Caro Dago, mentre si ciancia tanto sulla vittoria di Hamas e si accusa questo partito politico di essere di ostacolo alla road map, i nostri giornali non hanno pubblicato nulla sul progetto di un tramway destinato a collegare la parte occidentale di Gerusalemme a due colonie costruite in Cisgiordania, per la cui realizzazione è stato gia' firmato un contratto tra il governo israeliano e la societa' francese City-Pass. Questo progetto come ha evidenziato il parlamento francese e la Confederation Generale du travail viola macroscopicamente il diritto internazionale, tende a costruire un'altra struttura illegale, permanente difficile poi da rimuovere, rosicchia furbescamente ed offendendo l'altrui intelligenza un altro pezzetto di territorio palestinese, ostacola obiettivamente il processo di pace piu' di quanto faccia Hamas.
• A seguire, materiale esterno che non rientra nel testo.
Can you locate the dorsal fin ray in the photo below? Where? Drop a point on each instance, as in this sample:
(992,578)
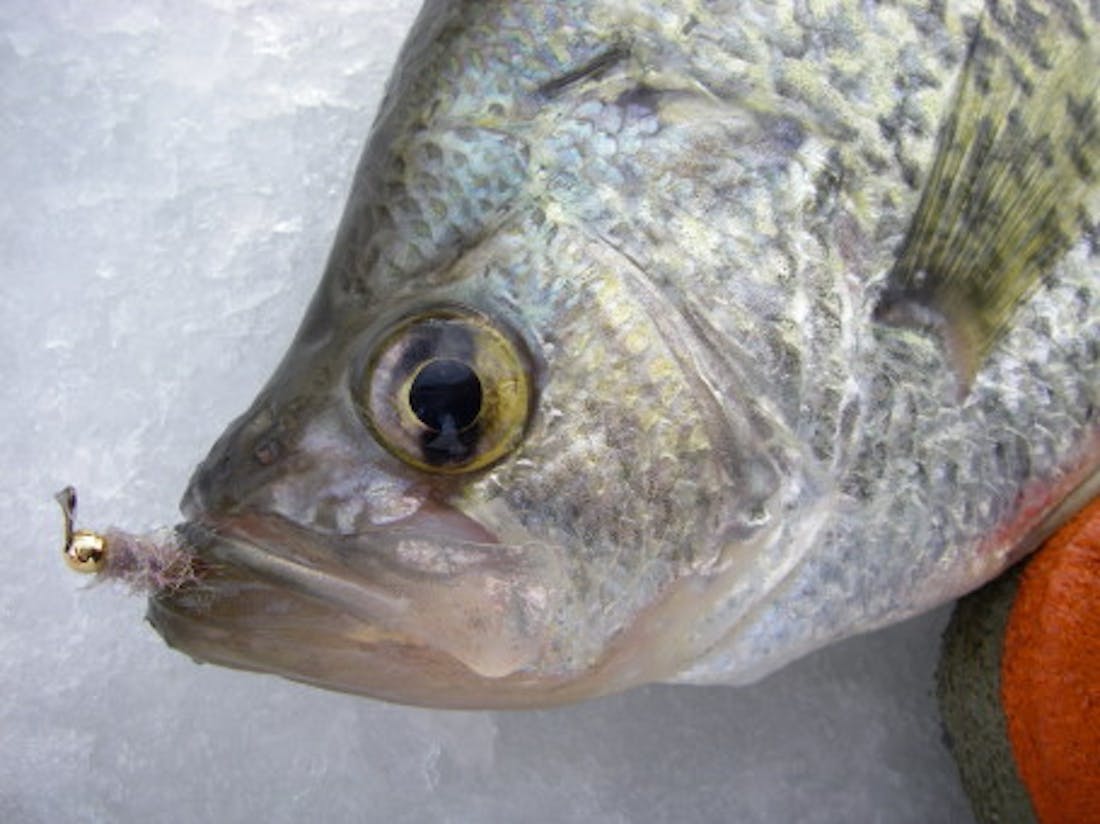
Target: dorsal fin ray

Ed ora una nota di biasimo per il centro destra e per il suo leader, che apprezzo: non lasciate alla sinistra una causa nobilissima, il recupero della propria liberta' da parte di un popolo antichissimo, siate pure amici di Israele, ma non suoi complici; il politicamente corretto non implica la complicità e non consentite che si abusi della vostra amicizia, essere lealmente superpartes non solo è bellissimo, ma paga, leggete attentamente la storia e seguite il suo percorso (tra i libri al vostro capezzale metteteci anche le"mille e una notte").
Federico Marini

Lettera 11

Hai capito, la vedova Gaberscik!? Spaventa e paventa, e' riuscita a ottenere un posto nella lista del Senato della CdL (Combriccola dei Levantini)... ("La Stampa", 5 marzo 2006, pagina 4, "Primo Piano")
Tubi

Lettera 12

Caro D'Agostino, vorrei avere il becco di Daniele Capezzone, il bel moretto che recentemente Giuliano Ferrara ha avuto modo di ribattezzare Il caimano, lui e la sua Rosa nel grugno: s'infila dappertutto, come il dito malandrino nel naso cardinalizio.
L'apprezzabilissima proposta semiseria di candidatura alle prossime politiche - con la certezza garantita di non essere eletti - offerta gratis a vippissimi e altri laici, socialisti, liberali e radicali (per esempio e solo per esempio, lei e Samuele Bersani, come questi ha segnalato sabato a Che tempo che fa), lo eleva al rango di grande comunicatore, forse il più audace, certo il migliore tra i suoi, che ancora si dolgono contriti perché il mondo ce l'ha con loro (http://www.rosanelpugno.it/rosanelpugno/node/1794). Santo, subito! Santo subito!
Francesco Vergani http://tubocattolico.ilcannocchiale.it

Lettera 13
Ma perchè Fassino non ci racconta cosa faceva e diceva con Agnelli quando era il responsabile della Commissione Fabbriche del PCI?